Asked about the soldiers' accounts, Pentagon spokeswoman Rose-Anne Lynch said yesterday, "We take the report of missing munitions very seriously. And we are looking into the facts and circumstances of this incident."

The soldiers, who belong to two different units, described how Iraqis plundered explosives from unsecured bunkers before driving off in Toyota trucks.

"We were running from one side of the compound to the other side, trying to kick people out," said one senior noncommissioned officer who was at the site in late April 2003. "On our last day there, there were at least 100 vehicles waiting at the site for us to leave" so that they could come in and loot munitions.

"It was complete chaos.

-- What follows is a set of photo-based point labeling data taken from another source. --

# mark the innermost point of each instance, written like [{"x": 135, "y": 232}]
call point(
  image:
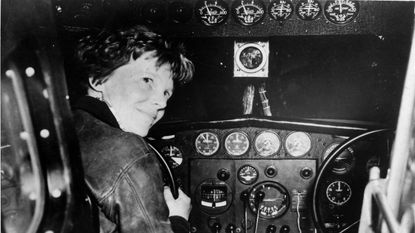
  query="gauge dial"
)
[
  {"x": 344, "y": 162},
  {"x": 281, "y": 10},
  {"x": 298, "y": 144},
  {"x": 338, "y": 192},
  {"x": 174, "y": 153},
  {"x": 212, "y": 12},
  {"x": 275, "y": 203},
  {"x": 341, "y": 11},
  {"x": 248, "y": 12},
  {"x": 237, "y": 143},
  {"x": 207, "y": 143},
  {"x": 247, "y": 174},
  {"x": 308, "y": 9},
  {"x": 267, "y": 143}
]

It was looting like L.A. during the Rodney King riots," another officer said.

He and other soldiers who spoke to the Los Angeles Times asked not to be named, saying they feared retaliation from the Pentagon.

A Minnesota television station last week broadcast a video of U.S. troops from the 101st Airborne using tools to cut through wire seals left by the IAEA at al-Qaqaa, evidence that the high-grade explosives were still inside at least one bunker weeks after the start of the war.

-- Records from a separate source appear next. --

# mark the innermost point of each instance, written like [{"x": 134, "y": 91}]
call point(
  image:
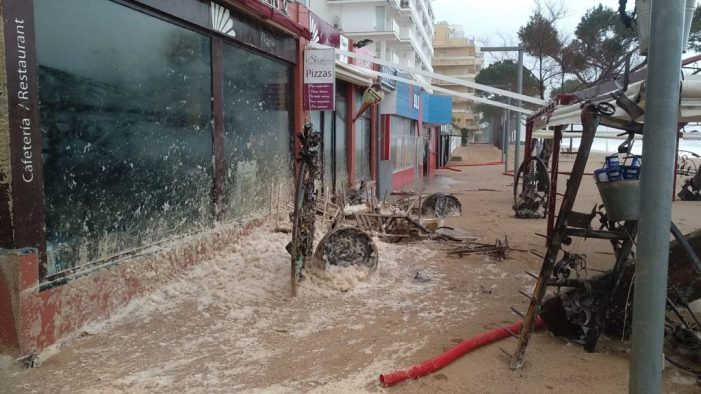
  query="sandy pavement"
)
[{"x": 229, "y": 325}]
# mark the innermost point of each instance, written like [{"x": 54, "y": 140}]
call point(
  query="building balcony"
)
[{"x": 457, "y": 61}]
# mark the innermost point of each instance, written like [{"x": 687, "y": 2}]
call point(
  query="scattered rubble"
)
[{"x": 499, "y": 250}]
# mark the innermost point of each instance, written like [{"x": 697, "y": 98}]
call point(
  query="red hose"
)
[{"x": 454, "y": 353}]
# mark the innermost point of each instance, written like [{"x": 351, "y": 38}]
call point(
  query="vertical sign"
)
[
  {"x": 25, "y": 144},
  {"x": 319, "y": 79}
]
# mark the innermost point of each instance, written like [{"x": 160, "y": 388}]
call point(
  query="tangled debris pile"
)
[{"x": 499, "y": 250}]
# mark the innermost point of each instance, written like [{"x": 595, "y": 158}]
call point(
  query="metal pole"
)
[
  {"x": 503, "y": 138},
  {"x": 517, "y": 144},
  {"x": 664, "y": 65}
]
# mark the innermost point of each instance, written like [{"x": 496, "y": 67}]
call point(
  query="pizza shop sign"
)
[{"x": 278, "y": 5}]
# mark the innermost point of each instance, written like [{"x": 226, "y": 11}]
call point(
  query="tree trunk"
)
[{"x": 683, "y": 283}]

The video was taped April 18, 2003, while soldiers from the 101st Airborne searched the site 30 miles south of Baghdad for chemical and biological weapons. The IAEA had placed seals on nine of the bunkers at the complex where inspectors had found high-grade explosives. Other bunkers contained more conventional munitions.

After opening bunkers, including one containing the high-grade explosives, U.S. troops left the bunkers unsecured, the Minnesota station reported.

According to the four soldiers — members of the 317th Support Center and the 258th Rear Area Operations Center, an Arizona-based Army National Guard unit — the looting of al-Qaqaa occurred over several weeks in late April and early May.

Soldiers from the units said they visited the ammunition facility soon after the departure of combat troops from the 101st Airborne Division.

One soldier said U.S. forces watched the looters' trucks loaded with bags marked "hexamine" — a key ingredient for HMX — being driven away from the facility. Unsure what hexamine was, the troops later did an Internet search and learned of its explosive power.

"We found out this was stuff you don't smoke around," the soldier said.

According to a list of "talking points" circulated by the Pentagon last week, when U.S. military weapons hunters visited al-Qaqaa on May 8, 2003, they found the facility "had been looted and stripped and vandalized." No IAEA-monitored material was found, the "talking points" stated.

A senior U.S. military intelligence official corroborated some aspects of the four soldiers' accounts.

The official who tracked facilities believed to store chemical and biological weapons — none were ever found in Iraq — said that al-Qaqaa was "one of the top 200" suspect sites at the outset of the war.

Despite the stockpiles at the site, no U.S. forces were specifically assigned to guard al-Qaqaa — known to U.S. forces in Iraq as Objective Elm — after the 101st Airborne left the facility.

According to the senior intelligence official, there was no order for any unit to secure al-Qaqaa. "No way," the officer said, adding that doing so would have diverted combat resources from the push toward Baghdad.

"It's all about combat power," the officer said, "and we were short combat power.

"If we had 150,000 soldiers, I'm not sure we could have secured (such sites)," the officer said.

Troops from the two units visited al-Qaqaa over a week in late April, but received no orders to maintain a presence at the facility, according to the soldiers' accounts. They also said they received no response to a request for help in guarding the facility.

Some confusion came in late April 2003 when U.S. commanders in Baghdad reassigned military responsibility for the area surrounding al-Qaqaa from Army units to the 1st Marine Division, which had participated in the assault on Baghdad and eventually took control over much of southern Iraq.

According to Marine sources, when the 1st Marine Division took over, the combat unit didn't have enough troops to secure ammunition depots scattered across central and southern Iraq.

Los Angeles Times staff writer Greg Miller in Washington contributed to this report.